A) Transposable elements and their mobility

Transposable elements (TEs) account for nearly half (approximately 45%) of the human genome, which is in contrast to the functional genes that constitute a smaller proportion (approximately 5%) of the human genome [1]. Based on the mechanism of transposition, TEs are classified as class 2 elements or DNA transposons (‘cut and paste’ mechanism of DNA intermediates) and class 1 elements or retrotransposons (‘copy and paste’ mechanism of RNA intermediates) [1, 2]. Of these, retrotransposons are the most important TEs because they can amplify and increase the host genome size. This ability to move enables class 1 elements to strongly affect genome evolution. Retrotransposons are further subdivided into long terminal repeat (LTR) elements and non-LTR elements.

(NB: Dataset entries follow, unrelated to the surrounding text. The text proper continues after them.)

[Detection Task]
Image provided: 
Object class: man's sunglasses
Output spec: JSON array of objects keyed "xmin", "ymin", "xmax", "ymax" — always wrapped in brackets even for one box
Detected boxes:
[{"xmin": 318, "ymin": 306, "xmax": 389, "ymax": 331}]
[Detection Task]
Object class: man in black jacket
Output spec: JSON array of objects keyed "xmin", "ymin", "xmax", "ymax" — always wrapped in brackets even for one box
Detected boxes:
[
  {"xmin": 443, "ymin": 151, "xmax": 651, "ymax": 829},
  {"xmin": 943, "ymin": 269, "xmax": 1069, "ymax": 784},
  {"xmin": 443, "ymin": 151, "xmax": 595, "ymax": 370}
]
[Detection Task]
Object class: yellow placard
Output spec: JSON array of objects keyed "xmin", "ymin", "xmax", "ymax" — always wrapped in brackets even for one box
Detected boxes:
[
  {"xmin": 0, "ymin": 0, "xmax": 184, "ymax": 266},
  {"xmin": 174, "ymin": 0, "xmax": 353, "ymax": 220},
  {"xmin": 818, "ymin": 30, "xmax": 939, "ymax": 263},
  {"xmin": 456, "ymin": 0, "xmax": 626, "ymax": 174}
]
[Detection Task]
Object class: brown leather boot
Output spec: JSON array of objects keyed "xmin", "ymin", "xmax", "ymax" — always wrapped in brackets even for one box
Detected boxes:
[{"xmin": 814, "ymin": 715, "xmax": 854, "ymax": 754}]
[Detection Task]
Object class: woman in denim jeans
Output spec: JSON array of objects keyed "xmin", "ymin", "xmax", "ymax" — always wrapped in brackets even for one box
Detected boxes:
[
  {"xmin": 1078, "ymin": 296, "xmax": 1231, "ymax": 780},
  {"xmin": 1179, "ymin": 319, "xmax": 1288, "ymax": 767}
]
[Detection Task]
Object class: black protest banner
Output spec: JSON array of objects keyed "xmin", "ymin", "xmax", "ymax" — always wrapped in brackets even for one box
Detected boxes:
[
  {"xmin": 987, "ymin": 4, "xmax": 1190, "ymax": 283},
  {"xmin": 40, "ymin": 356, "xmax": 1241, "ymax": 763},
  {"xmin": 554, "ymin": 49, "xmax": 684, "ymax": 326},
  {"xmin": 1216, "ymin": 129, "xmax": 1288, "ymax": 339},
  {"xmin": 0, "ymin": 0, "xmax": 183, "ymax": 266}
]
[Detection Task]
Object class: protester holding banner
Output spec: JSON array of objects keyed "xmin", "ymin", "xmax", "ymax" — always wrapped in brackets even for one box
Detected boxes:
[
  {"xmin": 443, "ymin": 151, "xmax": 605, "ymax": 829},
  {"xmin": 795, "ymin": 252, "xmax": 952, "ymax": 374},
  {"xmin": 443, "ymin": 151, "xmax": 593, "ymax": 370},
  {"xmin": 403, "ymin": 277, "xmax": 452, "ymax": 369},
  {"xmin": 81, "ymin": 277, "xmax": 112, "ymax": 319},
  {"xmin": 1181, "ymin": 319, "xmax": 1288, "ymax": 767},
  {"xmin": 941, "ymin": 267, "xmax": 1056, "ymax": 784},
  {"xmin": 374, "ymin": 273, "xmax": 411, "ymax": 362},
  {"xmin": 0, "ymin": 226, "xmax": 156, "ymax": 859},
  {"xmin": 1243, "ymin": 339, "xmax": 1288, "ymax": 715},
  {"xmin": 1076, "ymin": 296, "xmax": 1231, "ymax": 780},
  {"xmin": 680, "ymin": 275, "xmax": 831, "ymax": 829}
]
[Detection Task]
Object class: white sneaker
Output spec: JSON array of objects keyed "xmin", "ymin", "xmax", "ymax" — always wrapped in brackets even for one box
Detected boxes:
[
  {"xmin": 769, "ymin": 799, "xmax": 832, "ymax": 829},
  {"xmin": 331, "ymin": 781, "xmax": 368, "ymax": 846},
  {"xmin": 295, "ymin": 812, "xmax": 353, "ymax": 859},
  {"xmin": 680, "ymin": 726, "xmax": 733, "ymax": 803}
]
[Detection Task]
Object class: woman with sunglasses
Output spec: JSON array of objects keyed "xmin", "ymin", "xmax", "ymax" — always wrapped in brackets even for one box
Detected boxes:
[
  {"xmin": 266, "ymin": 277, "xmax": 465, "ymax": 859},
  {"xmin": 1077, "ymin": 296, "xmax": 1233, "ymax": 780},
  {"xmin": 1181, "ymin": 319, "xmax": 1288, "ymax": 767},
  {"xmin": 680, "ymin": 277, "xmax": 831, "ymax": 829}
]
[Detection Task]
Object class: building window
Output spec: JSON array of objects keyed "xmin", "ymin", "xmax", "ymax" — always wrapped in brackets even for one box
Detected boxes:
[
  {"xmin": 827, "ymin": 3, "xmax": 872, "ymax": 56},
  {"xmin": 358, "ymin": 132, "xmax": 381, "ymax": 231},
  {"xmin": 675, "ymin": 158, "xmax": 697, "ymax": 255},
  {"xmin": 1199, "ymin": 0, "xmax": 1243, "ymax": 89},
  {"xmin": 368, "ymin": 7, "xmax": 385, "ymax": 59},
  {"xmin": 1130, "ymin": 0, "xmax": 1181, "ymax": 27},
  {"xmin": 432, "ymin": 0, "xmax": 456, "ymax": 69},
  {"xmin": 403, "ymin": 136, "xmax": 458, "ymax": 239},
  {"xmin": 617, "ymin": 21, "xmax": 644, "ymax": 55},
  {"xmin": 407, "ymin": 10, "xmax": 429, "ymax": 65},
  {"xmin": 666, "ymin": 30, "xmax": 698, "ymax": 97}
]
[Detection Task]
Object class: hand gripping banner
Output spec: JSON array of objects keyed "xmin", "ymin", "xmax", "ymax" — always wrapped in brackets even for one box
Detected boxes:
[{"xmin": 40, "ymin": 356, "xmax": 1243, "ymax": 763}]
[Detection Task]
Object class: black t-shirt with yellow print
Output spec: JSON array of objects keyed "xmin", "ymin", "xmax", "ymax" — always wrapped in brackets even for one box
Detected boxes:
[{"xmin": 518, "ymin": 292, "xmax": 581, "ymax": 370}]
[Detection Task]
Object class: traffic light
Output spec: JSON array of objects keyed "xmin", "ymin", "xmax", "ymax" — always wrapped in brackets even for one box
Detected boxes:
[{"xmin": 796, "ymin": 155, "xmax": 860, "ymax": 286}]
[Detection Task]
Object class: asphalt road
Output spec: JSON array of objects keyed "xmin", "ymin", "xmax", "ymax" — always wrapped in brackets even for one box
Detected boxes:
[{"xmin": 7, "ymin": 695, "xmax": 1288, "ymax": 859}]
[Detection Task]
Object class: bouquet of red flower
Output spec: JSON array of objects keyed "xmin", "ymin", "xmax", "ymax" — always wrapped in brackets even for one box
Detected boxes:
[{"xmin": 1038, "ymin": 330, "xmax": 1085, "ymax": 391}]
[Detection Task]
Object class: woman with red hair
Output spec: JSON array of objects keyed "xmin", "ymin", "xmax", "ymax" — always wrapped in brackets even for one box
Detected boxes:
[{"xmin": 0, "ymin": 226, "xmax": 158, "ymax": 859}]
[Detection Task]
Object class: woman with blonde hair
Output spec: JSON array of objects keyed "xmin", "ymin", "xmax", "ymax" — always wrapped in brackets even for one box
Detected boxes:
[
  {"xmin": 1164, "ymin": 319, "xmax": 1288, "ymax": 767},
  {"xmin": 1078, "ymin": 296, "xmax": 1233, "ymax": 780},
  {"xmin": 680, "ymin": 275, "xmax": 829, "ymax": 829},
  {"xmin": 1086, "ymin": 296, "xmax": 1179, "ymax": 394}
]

Long interspersed nuclear elements (LINEs) are non-LTR elements that lack LTRs at their ends. Most LINEs belong to the LINE-1 (or L1) family and are the only TEs capable of transposing autonomously, which constitute approximately 17% of the human genome [1, 3]. Although majority of L1s are rendered inactive as molecular fossils by 5′ truncations and inversions [4], there are still approximately 80–100 active retrotransposition-competent L1s (RC-L1s). An active L1 is approximately 6 kb in length, containing a 5′-UTR, 2 open reading frames (ORF1 and ORF2) and a 3′-UTR with the characteristic poly (A) tail (Figure 1a) [3, 5]. L1 elements either have cis or trans preference [6]. Proteins coded by L1s with cis preference (ORF1p and ORF2p) act on other L1 RNAs to aid nuclear import and integration into the genome (Figures 1b, 2a) [7]. Proteins coded by L1s with trans preference assists in the translocation of other non-autonomous elements such as short interspersed nuclear elements (SINEs) (Figure 1a) [6].

Figure 1
figure 1

a) List of mobile elements, structure and its distribution in the human genome. Reference sequence (HGR) and their structure along with examples (Italicized) Abbreviations: IR (Inverted repeats); LTR (Long Terminal Repeat); Gag (Group-specific antigen); Pol (Polymerase); Env (Envelope protein); UTR (Untranslated region); EN (Endonuclease); RT (Reverse transcriptase); C (Cysteine – rich domain); ORF (Open reading frame); An (Poly (A) tail); A & B (Sequences of RNA pol III promoter); Ins (Insertional sequence); TSD (Target site duplication); VNTR (Variable number of tandem repeats); SINE-R (domain derived from previous translocation). Figure 1b) Mobile element insertion by Target Primed Reverse Transcription (TPRT) method. i) Endonuclease (EN) coded by transposons cleaves the first DNA strand of the target site; ii) Cleavage of the second DNA strand; iii) L1 RNA anneals to the nick site; iv) Reverse transcription is initiated by retrotransposons coded reverse transcriptase (RT); v) Integration; vi) DNA synthesis resulting in the new insert with target site duplications at the flanks of newly integrated region.

B) Transposition and genome instability

Genome integrity is a crucial determinant in passing down genetic information from one generation to another. TE-associated genetic alterations such as aberrant mRNA splicing, introduction of premature stop codon and transcriptional disruptions threaten this integrity. Double-stranded breaks (DSBs) generated by TEs [8] produce tracts of non-allelic sequences that can derange major homology-based repair system (homologous recombination repair, HRR). This in turn can result in large-scale insertion/deletions (INDELS), inversions and chromosomal rearrangements through non-allelic homologous recombination (NAHR) [9]. Thus far, more than 25 insertion-mediated disorders have been reported [10]. Furthermore, TEs play a crucial role in the genesis of structural variations such as microsatellites repeats [11]. For instance, before integration, L1s and SINEs undergo 3′ extension to generate a 3′-A-rich tail [3, 5], which directs further integration of TEs [12]. These newly integrated retrotransposons can readily mutate to pro-microsatellite sequences and turn in to highly unstable structures by processes such as polymerase slippage [13], resulting in microsatellite instability (MSI). Such an association has been reported in microsatellite-initiating mobile elements (mini-me) of dipteran taxa [14] that carry pro-microsatellite sequences. After the insertion of mini-me into the genome, slippage-associated mutation introduces variation in these loci to generate microsatellites. The mechanism observed in dipteran genomes seems to be common among eukaryotes where elements with cryptic repeats tend to decay into microsatellites through insertion-mediated mutations [14].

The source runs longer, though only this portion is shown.